Here’s an example of my ideal results structure (not based on the dummy data provided above):
| ------------------------------------ |
| start size | number of subscriptions |
| -------------------------------------|
| 1 | 2 |
| 2 | 10 |
| -------------------------------------|
| -----------------------------------------------------------|
| change | number of subscriptions | AVG days to change |
| -----------------------------------------------------------|
| 1 to 2 | 5 | 30 |
| 2 to 3 | 2 | 20 |
| -----------------------------------------------------------|
I’m stuck on this for some days already, so any solution/help/hint would be really useful.
Advertisement
Answer
Please see my query below.

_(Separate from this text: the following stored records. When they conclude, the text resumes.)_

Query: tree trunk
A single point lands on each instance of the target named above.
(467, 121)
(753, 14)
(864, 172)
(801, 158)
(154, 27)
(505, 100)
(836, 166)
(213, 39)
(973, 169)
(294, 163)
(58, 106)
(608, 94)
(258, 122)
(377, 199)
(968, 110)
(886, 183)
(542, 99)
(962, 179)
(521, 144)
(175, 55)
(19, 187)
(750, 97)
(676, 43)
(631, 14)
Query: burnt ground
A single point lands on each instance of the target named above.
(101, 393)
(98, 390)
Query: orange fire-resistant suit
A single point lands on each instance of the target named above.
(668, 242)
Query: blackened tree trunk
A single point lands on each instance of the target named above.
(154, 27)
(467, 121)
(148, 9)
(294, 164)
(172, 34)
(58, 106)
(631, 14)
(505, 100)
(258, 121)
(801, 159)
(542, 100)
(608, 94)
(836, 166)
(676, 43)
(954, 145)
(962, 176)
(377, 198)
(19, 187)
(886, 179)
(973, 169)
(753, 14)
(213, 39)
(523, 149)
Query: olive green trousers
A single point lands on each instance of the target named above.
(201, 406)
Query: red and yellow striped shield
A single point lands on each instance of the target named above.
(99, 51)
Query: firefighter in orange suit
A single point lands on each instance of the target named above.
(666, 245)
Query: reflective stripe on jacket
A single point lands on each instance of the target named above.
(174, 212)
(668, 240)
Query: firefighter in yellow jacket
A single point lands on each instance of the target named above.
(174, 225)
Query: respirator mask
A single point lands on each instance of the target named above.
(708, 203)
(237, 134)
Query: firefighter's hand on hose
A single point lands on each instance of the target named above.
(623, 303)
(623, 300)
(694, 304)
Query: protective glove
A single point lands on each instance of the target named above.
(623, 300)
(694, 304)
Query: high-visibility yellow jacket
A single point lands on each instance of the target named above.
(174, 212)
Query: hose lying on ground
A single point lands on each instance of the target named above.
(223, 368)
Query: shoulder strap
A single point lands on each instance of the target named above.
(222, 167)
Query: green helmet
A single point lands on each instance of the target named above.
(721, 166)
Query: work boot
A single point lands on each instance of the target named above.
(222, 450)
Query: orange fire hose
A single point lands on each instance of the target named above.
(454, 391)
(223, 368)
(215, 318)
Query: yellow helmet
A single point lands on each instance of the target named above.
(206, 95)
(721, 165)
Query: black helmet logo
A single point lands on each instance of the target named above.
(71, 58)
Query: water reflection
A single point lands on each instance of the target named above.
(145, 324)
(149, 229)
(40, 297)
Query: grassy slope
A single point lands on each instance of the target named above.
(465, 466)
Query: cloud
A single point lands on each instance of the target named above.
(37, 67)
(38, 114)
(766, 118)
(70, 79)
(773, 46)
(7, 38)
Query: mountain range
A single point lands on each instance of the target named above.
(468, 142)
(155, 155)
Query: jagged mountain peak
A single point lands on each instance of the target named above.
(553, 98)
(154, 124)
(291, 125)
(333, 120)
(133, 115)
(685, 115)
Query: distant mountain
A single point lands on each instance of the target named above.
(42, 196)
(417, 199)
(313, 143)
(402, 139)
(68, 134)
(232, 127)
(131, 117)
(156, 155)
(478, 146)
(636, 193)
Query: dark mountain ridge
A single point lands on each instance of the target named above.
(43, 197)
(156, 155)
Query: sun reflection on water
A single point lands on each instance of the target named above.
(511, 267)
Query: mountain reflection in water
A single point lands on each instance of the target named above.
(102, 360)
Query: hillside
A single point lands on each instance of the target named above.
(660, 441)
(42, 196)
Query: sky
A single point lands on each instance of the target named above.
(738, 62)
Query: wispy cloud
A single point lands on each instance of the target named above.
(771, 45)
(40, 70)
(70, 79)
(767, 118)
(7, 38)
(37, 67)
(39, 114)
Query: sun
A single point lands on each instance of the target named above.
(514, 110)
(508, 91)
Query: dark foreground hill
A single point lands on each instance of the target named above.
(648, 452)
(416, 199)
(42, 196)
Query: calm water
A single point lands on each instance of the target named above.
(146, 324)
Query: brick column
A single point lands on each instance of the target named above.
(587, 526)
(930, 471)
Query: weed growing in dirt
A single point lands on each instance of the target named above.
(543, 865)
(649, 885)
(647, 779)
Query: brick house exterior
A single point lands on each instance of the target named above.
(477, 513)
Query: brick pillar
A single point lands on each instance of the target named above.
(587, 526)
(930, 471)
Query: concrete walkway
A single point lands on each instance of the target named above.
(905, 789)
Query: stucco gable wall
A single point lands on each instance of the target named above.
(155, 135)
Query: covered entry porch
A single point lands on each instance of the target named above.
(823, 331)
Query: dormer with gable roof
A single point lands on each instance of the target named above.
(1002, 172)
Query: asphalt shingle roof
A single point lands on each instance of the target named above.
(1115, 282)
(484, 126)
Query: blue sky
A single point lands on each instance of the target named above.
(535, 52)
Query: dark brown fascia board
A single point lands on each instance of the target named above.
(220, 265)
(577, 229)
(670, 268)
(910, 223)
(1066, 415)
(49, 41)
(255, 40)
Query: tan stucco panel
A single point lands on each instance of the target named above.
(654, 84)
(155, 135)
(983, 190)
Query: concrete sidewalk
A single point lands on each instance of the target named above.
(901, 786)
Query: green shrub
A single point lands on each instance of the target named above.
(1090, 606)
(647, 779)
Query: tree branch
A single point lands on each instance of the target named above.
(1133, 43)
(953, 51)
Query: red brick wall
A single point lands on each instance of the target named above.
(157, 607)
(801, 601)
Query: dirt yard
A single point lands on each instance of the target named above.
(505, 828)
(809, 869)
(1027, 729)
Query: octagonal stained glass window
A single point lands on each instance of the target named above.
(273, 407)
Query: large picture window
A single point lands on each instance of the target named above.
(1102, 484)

I use several CTEs to break down the logic into manageable chunks; change the select statement at the end of the query to see what each is doing.
With subscriptions as (
SELECT "{"currentSize":"2", "sizeHistory":[{"from":"1", "to":"2", "timestamp":{"_seconds":1588543200}}], "createdAt": {"_seconds":1587543200}}" as data,
"docWithSingleHistory" as document_name UNION ALL
SELECT "{"currentSize":"3", "sizeHistory":[{"from":"1", "to":"2", "timestamp":{"_seconds":1588543200}}, {"from":"2", "to":"3", "timestamp":{"_seconds":1589543200}}], "createdAt": {"_seconds":1587543200}}" as data,
"docWithMoreHistory" as document_name UNION ALL
SELECT "{"currentSize":"3", "createdAt": {"_seconds":1587543200}}" as data,
"docWithoutHistory" as document_name
),
extract_json1 as (
select
document_name,
json_extract_scalar(data,'$.currentSize') as current_size,
json_extract_array(data,'$.sizeHistory') as size_history,
json_extract(data,'$.createdAt._seconds') as created_at_seconds
from subscriptions
order by document_name
),
extract_json2 as (
select
document_name,
current_size,
created_at_seconds,
json_extract_scalar(s,'$.from') as size_history_from,
json_extract_scalar(s,'$.to') as size_history_to,
json_extract_scalar(s,'$.timestamp._seconds') as size_history_seconds
from extract_json1
left join unnest(size_history) s
order by document_name
),
working as (
select
document_name,
cast(current_size as int64) as current_size,
cast(created_at_seconds as int64) as created_at_seconds,
cast(size_history_from as int64) as size_history_from,
cast(size_history_to as int64) as size_history_to,
cast(size_history_seconds as int64) as size_history_seconds
from extract_json2
order by document_name, size_history_seconds
),
results1_temp as (
select
*,
row_number() over (partition by document_name order by size_history_seconds asc) as size_history_order
from working
order by document_name, size_history_seconds
),
results1 as (
select
coalesce(size_history_from,current_size) as start_size,
count(distinct document_name) as number_of_subscriptions
from results1_temp
where size_history_order = 1
group by 1
),
results2_temp as (
select
document_name,
size_history_from,
size_history_to,
size_history_seconds,
ifnull(lag(size_history_seconds,1) over(partition by document_name order by size_history_seconds asc),created_at_seconds) as prev_size_seconds
from working
order by document_name,size_history_seconds
),
results2 as (
select
concat(size_history_from,' to ',size_history_to) as change,
count(distinct document_name) as number_of_subscriptions,
avg( (ifnull(size_history_seconds,0)-ifnull(prev_size_seconds,0))/(60*60*24) ) as avg_days_to_change
from results2_temp
where size_history_from is not null
group by 1
)
select * from results1
-- select * from results2
*Note: remove the interior CTE order by
statements (but not in the window functions) before you run this against any actual data as it adds extra overhead.